I emphasize that point because too often I see that our defense comes down to answering more than we should. We open our mouths and wax poetic over any and all subjects as if the world’s wisdom rested solely between our ears. For some, it is a life’s calling squeezing an infinite God into a diminutive box that can be attached to a keychain and whipped out when the need to go somewhere important calls.
In November, I will be 43. I’ve been a Christian for 29 years. On most doctrinal issues I’ve crafted a bullet-proof answer for anyone who asks. But I have less of them than I once did. What I desire to have instead of an answer for everything is the reason for my hope in Christ. I need to ensure that answer is always buffed and ready for the asking.
I think too many Christians suffer from a need to have not just their reason ready for their hope in Christ, but their reason for all that is, both seen and unseen. Ensuring that no one ever finds a chink in the spiritual edifice they’ve constructed drives them. They must possess an answer to everything.

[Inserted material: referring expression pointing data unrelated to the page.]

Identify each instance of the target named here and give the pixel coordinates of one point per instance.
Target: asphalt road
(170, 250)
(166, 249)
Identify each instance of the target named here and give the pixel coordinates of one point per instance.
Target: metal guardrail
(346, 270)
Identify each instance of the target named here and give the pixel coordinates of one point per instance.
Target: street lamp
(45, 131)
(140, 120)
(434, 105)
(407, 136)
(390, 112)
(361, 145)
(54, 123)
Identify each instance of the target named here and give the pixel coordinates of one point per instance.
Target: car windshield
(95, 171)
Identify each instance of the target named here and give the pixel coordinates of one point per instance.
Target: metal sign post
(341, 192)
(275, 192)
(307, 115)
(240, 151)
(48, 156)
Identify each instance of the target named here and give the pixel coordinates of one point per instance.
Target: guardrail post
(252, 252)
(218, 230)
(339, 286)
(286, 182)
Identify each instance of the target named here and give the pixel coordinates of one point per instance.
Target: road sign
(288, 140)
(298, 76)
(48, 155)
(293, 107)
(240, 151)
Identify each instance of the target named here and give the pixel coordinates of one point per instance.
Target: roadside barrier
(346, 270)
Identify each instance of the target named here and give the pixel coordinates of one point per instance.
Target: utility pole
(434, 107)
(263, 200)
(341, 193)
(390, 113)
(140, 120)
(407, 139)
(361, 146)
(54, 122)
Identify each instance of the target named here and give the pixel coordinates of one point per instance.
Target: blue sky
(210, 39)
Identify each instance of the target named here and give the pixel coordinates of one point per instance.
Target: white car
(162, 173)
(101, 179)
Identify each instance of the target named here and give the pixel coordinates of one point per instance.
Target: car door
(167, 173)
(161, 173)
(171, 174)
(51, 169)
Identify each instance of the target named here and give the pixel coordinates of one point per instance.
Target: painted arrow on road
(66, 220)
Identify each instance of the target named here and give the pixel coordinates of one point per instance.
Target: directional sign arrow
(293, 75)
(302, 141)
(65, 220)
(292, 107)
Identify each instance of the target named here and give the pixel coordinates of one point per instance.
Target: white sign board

But even the Bible leaves some questions unanswered. We don’t know exactly what heaven looks like, for instance. We know that Enoch and Elijah were taken up into heaven without dying, but how exactly does that work? And are they really the two witnesses returned to earth as described in Revelation? What are all the things that Jesus did that aren’t written down in the Bible, as the last verse in the Gospel of John says at its end? And those are only a few mysteries; I’m sure you could come up with plenty more.
When did “I don’t know” become the hardest thing for Christians to say? Why do some Christians feel compelled to answer life’s every question? Some of the men through whom God spoke, men who wrote the very words of the Bible, weren’t so bold as to provide a running discourse on every subject imaginable. Some had the nerve to say
Three things are too wonderful for me; four I do not understand: the way of an eagle in the sky, the way of a serpent on a rock, the way of a ship on the high seas, and the way of a man with a virgin.
—Proverbs 30:18-19 ESV
The writer of Proverbs here didn’t try to erect an entire epistemology to explain these wonderful things. Why do so many Christians today think they can do better? Has God left us no enigmas at all?
I think it comes down to pride and fear. Pride in our ability to answer. Fear that if we cannot, the chink in our doctrinal armor will have been exposed. If only more Christians left enigmas alone rather than answer the way they do.
The one answer we should always be ready to give is based off the question, “Why do you hope in Jesus?” Our answer ultimately matters more than all others. Go back to the Bible and reason from it, but don’t forget that the answer always contains an element of the personal. Something of you has to be in there, something that no one else on the planet shares in common. Your story of faith in Christ matters. It is my hope that you know it well enough for it to be your “always answer.”
6 thoughts on “The Always Answer”
I am glad you wrote this. That many Christians behave as though the goal is to have an opinion, a fully formed and well articulated doctrinal statement, or a “proof-text” memorized for every issue and every question is not wisdom.
Thanks, Dan. This was good to hear.
Part of our need to always have an answer, I think, is that old self-sufficiency/pride thing. It’s hard to let go and trust God, even when we don’t understand it all.
Amen brother. Enough said from a newbie. Thanks for your insightful and yes, helpful comments.
Amen. The older I get, the more I realize what I don’t know, and what those who taught me don’t know. God didn’t reveal everything to us, probably because we would use the knowledge to mess things up more than we already have.
God bless you.
Let me see.
Jesus said, “for the mouth speaks out of that which fills the heart.” (Matthew 12:34b. NASB).
To answer some of your questions, maybe Jesus does not fill the hearts of the ones who are speaking.
If He did (and I speak this of myself first) then He would always be on the tip of our tongues.
My pride and fear would not matter. “Doctrinal answers” would be of lesser importance. I would not need to “have an answer for everything” if my mouth (and heart) was filled with Jesus.
I know I need to look at what is coming out of my mouth. It is a quick and easy test for what is filling my heart.
Is it Jesus? Or not?
Pride and fear may be one answer, but what about wanting to defend something that you hold dear?
I’ve had many heated exchanges with atheists that wanted to tear down Christianity. When dealing with them, you need to put on the full armor of God, including knowledge. If they raised a question and you said “I don’t know” to a question that you SHOULD know the answer to, then you have failed to defend your faith.
Reading what you said about pride reminded me of the sin of ignorance. Granted, there are things we can not know, but what about the things we can know? Don’t we have a Christian obligation to know the scriptures as well as we can in order to do what Peter said?